Dann ist es natürlich so, dass die Inhaltsstoffe anders ausgeprägt sind und vor allem der Stärkeanteil geringer ist. Man braucht ein bisschen mehr von dem Malz um die gleichen Extrakte, sprich Stammwürzen, zu erzielen. Durch den leichten Rohstoffmehreinsatz steigen die Kosten weiter. Es sind aber im Verhältnis gesehen – wenn man sich ausrechnet, was in einem Liter Bier der Malzanteil ist – immer noch Peanuts. Da würden die Kosten für den Hopfen beim selben Verhältnis natürlich deutlich mehr einschlagen. Das ist kein Grund für jemanden , der was tolles daraus entwickeln will, zu sagen: Historisches Malz nimm ich nicht! Das ist zu teuer! Aber klar ist auch, dass das nichts für den Industriebrauer ist. Sondern vielmehr für handwerkliche Betriebe, die hohe Qualität und Geschmacksvielfalt herstellen wollen – und die hinterher vielleicht auch einen Euro pro Kasten mehr bekommen.

Haben Sie schon andere traditionelle Braugetreide als Gerste benutzt? Oder können Sie noch eine andere Sorte empfehlen?

Was schon eingesetzt wird zum Bierbrauen sind beispielsweise Dinkel, Emmer oder auch Einkorn. Das Riedenburger Brauhaus ist da führend. Die haben schon seit Langem ein Emmerbier. Alte Gerstensorten sind jetzt ganz frisch, ganz jung. Da kommt aber auch noch mehr. Wir haben aktuell ein Binkel (ja, mit B) im Anbau, einen Kurzkopfweizen, wir haben Champagner-Roggen. Wir konzentrieren uns im Moment allerdings am Meisten auf Gerste, weil Gerste immer noch Hauptbestandteil der hergestellten Biere ist. Außerdem liegt in der Gerste noch eine gigantische Vielfalt vor. Die gilt es zu erschließen.

Muss man sich in Bezug auf das Reinheitsgebot bei der Verwendung historischer Braugerste Gedanken machen, oder ist diesbezüglich Gerste einfach Gerste?
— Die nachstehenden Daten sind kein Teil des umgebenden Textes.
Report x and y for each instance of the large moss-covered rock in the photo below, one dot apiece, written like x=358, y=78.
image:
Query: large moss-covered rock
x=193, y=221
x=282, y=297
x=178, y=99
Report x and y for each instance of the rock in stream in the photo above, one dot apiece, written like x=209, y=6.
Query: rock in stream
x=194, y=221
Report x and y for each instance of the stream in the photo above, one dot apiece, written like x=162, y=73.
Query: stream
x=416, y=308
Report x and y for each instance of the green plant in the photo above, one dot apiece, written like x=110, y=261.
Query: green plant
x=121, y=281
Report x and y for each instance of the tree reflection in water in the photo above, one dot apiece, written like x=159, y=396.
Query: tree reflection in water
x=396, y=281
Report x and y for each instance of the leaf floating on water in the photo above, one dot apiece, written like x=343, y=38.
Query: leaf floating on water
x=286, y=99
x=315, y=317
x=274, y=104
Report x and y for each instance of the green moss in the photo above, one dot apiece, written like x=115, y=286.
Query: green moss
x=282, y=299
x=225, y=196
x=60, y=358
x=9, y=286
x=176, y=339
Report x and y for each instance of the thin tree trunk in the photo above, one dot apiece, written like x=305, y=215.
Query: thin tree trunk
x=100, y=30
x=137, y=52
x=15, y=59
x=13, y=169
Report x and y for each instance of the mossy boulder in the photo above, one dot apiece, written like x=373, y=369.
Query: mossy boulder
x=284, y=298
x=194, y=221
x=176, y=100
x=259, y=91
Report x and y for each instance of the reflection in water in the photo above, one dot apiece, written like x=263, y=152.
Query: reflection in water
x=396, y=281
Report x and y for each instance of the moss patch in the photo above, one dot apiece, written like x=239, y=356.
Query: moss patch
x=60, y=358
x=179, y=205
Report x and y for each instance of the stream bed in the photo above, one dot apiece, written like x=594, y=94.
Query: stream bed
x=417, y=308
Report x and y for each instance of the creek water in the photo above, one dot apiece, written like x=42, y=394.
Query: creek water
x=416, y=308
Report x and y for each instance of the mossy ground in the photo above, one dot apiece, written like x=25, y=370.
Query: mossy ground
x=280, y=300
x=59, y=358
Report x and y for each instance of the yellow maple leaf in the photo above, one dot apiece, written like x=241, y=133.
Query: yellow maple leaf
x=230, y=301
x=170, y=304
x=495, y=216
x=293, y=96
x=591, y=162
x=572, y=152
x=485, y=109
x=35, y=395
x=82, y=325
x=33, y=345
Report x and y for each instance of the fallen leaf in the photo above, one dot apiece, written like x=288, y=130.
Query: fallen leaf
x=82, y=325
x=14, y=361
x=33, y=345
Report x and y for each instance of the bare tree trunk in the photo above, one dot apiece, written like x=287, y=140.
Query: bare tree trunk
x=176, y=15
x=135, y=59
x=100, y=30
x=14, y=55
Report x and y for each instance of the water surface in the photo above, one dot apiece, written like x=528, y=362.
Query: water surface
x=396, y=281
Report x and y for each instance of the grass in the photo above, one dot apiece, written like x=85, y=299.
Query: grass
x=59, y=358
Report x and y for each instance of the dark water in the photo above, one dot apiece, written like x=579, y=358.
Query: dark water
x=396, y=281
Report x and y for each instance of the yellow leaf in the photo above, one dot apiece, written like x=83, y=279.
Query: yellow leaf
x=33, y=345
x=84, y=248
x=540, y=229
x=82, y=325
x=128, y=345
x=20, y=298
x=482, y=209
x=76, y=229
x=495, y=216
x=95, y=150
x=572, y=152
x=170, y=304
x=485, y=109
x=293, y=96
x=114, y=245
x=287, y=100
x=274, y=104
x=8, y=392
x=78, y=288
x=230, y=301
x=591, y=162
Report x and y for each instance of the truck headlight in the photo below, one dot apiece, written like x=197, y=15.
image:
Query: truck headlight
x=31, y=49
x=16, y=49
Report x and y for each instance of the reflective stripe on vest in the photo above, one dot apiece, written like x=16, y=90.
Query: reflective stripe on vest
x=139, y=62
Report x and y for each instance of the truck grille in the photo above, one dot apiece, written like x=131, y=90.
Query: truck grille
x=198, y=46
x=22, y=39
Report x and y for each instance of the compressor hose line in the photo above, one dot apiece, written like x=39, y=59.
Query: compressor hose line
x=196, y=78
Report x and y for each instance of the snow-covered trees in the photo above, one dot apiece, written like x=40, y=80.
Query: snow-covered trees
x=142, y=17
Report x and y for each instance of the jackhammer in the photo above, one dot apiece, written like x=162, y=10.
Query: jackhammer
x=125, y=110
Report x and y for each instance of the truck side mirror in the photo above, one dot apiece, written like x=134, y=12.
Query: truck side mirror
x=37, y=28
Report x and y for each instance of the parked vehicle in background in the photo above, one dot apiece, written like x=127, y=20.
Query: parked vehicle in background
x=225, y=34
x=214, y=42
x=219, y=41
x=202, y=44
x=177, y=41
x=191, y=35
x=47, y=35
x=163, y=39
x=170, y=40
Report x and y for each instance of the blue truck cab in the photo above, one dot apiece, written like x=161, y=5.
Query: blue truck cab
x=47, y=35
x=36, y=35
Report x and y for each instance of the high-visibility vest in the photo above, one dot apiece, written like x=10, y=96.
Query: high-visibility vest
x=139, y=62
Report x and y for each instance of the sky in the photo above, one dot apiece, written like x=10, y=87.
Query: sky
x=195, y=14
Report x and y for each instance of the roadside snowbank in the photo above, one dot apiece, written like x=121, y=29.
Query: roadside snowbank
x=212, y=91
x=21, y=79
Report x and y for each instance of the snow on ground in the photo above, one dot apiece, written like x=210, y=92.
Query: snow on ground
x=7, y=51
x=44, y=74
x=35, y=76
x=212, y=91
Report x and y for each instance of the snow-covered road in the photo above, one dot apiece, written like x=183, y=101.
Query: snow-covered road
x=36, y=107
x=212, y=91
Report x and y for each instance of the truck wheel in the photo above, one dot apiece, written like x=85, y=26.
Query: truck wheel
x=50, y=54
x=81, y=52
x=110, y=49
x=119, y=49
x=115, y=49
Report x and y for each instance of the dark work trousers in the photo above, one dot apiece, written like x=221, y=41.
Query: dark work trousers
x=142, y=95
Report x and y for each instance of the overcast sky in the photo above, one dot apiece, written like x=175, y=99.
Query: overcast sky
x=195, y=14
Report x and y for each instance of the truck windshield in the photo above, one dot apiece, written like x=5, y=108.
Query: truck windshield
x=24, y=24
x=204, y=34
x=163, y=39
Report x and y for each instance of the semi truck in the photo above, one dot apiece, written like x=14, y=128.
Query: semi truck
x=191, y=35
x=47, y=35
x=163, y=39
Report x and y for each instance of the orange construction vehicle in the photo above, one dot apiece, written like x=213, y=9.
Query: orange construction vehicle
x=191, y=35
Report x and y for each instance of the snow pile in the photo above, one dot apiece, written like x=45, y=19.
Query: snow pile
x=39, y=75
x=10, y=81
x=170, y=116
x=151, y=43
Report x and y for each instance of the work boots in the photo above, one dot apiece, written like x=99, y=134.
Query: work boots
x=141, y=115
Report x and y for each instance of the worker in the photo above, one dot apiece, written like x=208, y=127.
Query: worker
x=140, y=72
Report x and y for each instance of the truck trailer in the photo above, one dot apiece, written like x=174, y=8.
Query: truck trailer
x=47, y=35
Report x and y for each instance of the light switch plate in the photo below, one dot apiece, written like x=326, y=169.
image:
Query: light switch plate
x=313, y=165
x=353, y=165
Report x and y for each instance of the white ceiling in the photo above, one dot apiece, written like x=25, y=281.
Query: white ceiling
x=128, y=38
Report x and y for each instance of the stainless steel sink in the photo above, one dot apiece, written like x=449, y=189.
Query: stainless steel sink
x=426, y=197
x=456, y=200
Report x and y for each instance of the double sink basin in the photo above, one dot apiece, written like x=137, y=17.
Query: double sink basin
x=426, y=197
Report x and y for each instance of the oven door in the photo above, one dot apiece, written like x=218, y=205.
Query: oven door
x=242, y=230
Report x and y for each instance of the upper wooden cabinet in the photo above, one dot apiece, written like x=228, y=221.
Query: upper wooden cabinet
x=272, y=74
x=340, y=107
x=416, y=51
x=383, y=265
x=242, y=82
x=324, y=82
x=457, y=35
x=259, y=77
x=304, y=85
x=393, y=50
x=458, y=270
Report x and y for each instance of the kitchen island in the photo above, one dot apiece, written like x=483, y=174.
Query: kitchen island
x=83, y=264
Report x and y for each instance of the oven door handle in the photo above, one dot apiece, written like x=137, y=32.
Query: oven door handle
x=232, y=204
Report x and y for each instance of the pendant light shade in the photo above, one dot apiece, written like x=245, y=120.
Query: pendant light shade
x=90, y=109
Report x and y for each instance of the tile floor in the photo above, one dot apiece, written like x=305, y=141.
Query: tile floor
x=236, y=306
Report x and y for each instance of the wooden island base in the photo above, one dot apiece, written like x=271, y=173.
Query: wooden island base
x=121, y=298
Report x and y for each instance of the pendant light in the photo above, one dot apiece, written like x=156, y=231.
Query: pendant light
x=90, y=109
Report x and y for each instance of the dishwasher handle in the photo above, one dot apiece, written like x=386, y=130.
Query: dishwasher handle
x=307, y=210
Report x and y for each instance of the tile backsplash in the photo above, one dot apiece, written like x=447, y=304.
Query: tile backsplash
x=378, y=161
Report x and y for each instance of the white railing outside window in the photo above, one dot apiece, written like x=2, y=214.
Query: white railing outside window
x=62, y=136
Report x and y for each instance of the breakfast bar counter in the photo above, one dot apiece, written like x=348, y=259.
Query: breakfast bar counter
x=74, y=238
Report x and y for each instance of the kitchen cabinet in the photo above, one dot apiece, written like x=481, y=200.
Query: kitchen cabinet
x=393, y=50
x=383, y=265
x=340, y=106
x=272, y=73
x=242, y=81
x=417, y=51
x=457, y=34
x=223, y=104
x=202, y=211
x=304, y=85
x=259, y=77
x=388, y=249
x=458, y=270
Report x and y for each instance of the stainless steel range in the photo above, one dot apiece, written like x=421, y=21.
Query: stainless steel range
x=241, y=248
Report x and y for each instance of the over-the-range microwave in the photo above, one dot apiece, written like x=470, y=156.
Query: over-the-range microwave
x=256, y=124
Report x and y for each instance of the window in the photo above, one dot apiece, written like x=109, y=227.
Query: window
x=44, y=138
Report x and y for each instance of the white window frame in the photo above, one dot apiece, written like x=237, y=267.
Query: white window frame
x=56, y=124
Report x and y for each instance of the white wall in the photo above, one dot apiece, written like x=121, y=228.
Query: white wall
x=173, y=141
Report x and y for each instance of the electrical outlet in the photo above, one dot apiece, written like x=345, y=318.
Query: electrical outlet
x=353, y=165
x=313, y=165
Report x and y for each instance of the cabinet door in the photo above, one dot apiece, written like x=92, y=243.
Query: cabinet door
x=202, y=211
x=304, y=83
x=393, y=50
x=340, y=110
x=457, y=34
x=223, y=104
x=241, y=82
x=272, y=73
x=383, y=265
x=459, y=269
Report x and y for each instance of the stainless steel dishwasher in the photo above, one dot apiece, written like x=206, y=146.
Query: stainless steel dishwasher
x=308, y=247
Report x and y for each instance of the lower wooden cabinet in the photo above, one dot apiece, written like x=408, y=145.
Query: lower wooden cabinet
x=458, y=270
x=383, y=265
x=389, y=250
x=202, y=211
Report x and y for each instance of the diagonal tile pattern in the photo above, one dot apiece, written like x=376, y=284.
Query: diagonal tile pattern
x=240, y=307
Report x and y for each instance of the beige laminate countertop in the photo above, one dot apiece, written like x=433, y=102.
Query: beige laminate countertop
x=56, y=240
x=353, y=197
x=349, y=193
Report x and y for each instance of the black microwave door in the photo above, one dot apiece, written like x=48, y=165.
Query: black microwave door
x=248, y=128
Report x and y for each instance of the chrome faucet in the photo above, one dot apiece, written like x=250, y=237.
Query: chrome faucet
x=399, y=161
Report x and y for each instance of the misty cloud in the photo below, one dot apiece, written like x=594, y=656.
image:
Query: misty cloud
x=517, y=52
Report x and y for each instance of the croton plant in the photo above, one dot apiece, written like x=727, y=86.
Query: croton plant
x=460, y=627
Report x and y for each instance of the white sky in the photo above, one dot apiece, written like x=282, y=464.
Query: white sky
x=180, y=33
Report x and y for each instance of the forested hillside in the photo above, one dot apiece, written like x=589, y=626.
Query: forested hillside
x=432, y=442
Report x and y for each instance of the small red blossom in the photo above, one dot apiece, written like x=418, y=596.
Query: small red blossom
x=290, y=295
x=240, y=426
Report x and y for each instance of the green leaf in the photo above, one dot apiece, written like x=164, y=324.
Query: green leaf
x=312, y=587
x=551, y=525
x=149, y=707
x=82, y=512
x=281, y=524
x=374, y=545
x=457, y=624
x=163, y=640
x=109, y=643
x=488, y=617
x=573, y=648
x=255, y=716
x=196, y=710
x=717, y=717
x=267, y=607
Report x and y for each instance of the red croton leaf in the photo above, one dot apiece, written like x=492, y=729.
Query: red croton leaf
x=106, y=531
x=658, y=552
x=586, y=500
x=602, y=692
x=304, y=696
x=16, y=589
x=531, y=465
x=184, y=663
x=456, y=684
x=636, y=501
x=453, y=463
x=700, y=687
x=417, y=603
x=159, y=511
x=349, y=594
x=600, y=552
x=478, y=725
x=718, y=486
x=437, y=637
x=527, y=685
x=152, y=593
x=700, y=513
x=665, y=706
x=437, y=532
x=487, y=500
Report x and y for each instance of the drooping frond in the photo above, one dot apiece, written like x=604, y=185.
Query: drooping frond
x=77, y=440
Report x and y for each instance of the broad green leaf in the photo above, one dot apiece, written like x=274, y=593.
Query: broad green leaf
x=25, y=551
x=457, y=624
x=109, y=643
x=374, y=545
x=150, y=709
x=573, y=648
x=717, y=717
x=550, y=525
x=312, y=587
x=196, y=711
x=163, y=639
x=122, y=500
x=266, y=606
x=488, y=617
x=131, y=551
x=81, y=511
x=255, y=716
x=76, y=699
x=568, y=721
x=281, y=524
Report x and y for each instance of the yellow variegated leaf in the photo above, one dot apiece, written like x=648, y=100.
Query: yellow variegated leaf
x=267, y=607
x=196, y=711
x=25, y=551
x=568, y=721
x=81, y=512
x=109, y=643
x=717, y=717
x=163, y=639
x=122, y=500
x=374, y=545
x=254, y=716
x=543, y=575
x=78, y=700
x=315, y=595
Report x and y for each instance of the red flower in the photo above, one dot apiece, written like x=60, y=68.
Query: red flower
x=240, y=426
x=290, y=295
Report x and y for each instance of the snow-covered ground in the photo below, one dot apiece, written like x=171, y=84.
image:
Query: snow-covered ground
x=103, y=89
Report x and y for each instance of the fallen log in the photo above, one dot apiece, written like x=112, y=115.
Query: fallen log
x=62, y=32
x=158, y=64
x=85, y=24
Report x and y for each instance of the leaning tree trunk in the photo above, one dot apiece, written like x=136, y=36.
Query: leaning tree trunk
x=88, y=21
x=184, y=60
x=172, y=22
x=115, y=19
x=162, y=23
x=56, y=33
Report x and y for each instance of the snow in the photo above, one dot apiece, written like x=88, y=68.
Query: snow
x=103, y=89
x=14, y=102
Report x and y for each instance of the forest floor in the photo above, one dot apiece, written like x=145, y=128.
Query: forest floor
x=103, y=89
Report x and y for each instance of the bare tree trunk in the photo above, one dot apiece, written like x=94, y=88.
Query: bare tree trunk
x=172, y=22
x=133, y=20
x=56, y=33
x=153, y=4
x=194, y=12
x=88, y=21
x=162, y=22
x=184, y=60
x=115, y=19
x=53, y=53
Nein, überhaupt nicht. Wir setzten ja Malz ein, gehen da nicht auf Rohfrucht. Unsere Zielsetzung ist ganz klar, dass man aus den alten Getreidesorten auch Malz herstellt, um getreu dem Deutschen Reinheitsgebot eine Vielfalt an Produkten herzustellen – die dann ohne Bedenken verwendet werden können.